Along with having a car that is suited for these style venues, Ferrari also comes into the event with several modifications to their F2007 machine including new front and rear wings along with other minor aerodynamic changes and tweaks to the brake system and cooling ducts.
"We believe we will have a strong package for this event," said Scuderia Ferrari Marlboro Sporting Director Stefano Domenicali. "There is no reason why we should not be able to fight for the win in Montreal after a weekend in Monaco where our performance did not accurately reflect our potential."
It is for that reason that both drivers for the "Prancing Horse" are confident of a return to competitiveness this weekend.
"I have never driven a Ferrari in Montreal or at Indy; so I really can't know how it will work on these two tracks, but I know that traditionally the Scuderia is very strong here; that is a real encouragement," said Raikkonen, who despite winning at Australia is now 15 points adrift of the joint championship leaders Alonso and Hamilton. "I'm sure that we will not be a minute behind McLaren, as it was the case in Monaco.

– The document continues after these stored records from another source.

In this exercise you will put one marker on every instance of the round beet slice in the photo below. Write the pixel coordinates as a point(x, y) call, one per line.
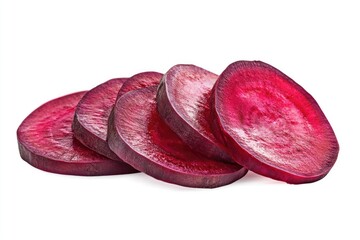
point(91, 116)
point(138, 135)
point(46, 141)
point(271, 125)
point(183, 103)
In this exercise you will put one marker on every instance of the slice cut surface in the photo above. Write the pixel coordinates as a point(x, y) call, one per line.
point(91, 116)
point(271, 125)
point(46, 141)
point(183, 103)
point(140, 80)
point(138, 135)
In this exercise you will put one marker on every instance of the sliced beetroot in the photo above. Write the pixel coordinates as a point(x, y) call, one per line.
point(91, 116)
point(140, 80)
point(138, 135)
point(183, 103)
point(46, 141)
point(271, 125)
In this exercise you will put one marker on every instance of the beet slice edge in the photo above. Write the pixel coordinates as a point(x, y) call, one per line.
point(183, 102)
point(144, 141)
point(46, 141)
point(91, 116)
point(271, 125)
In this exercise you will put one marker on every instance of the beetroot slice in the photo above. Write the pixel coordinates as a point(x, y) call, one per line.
point(138, 135)
point(140, 80)
point(46, 141)
point(271, 125)
point(183, 103)
point(91, 116)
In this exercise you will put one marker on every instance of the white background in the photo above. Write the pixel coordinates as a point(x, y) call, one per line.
point(52, 48)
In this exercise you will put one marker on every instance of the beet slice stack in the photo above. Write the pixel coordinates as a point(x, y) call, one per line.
point(91, 116)
point(138, 135)
point(140, 80)
point(46, 141)
point(183, 103)
point(271, 125)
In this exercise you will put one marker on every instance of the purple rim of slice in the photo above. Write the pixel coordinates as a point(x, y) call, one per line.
point(183, 102)
point(46, 141)
point(140, 137)
point(271, 125)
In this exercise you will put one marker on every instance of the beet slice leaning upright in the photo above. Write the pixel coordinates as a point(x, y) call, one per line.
point(183, 103)
point(138, 135)
point(46, 141)
point(92, 113)
point(271, 125)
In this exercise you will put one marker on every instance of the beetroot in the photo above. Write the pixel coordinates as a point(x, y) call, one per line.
point(140, 80)
point(91, 116)
point(139, 136)
point(46, 141)
point(182, 98)
point(271, 125)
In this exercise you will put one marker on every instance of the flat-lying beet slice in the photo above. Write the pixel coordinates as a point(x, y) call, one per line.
point(140, 80)
point(183, 103)
point(91, 116)
point(138, 135)
point(46, 141)
point(271, 125)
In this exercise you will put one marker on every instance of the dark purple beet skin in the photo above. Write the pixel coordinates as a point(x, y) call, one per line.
point(46, 141)
point(271, 125)
point(91, 116)
point(183, 103)
point(138, 135)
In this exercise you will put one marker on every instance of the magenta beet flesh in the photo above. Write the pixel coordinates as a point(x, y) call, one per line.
point(46, 141)
point(138, 135)
point(271, 125)
point(140, 80)
point(183, 103)
point(91, 116)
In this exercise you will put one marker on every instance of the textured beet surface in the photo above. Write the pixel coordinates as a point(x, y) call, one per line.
point(91, 116)
point(140, 80)
point(46, 141)
point(183, 103)
point(271, 125)
point(138, 135)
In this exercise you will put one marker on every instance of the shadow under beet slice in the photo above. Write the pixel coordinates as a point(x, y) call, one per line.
point(183, 103)
point(46, 141)
point(139, 137)
point(271, 125)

"I am fourth, 15 points behind the leader: that's not an abyss and with some good results, accompanied maybe even by some misstep of the competitors, the situation will change. Just as Todt said, if I was behind like that two races before the end of the season, my chances would be almost nil; but with twelve races to go it is not a gap I can't bridge. True, the races in Barcelona and Monte Carlo did not go very well for me, but I think I can still fight for the title."
Will Ferrari be able to get back into the championship fight and earn their 12th victory in Montreal? Pay attention to the red rollercoaster this weekend for the answer.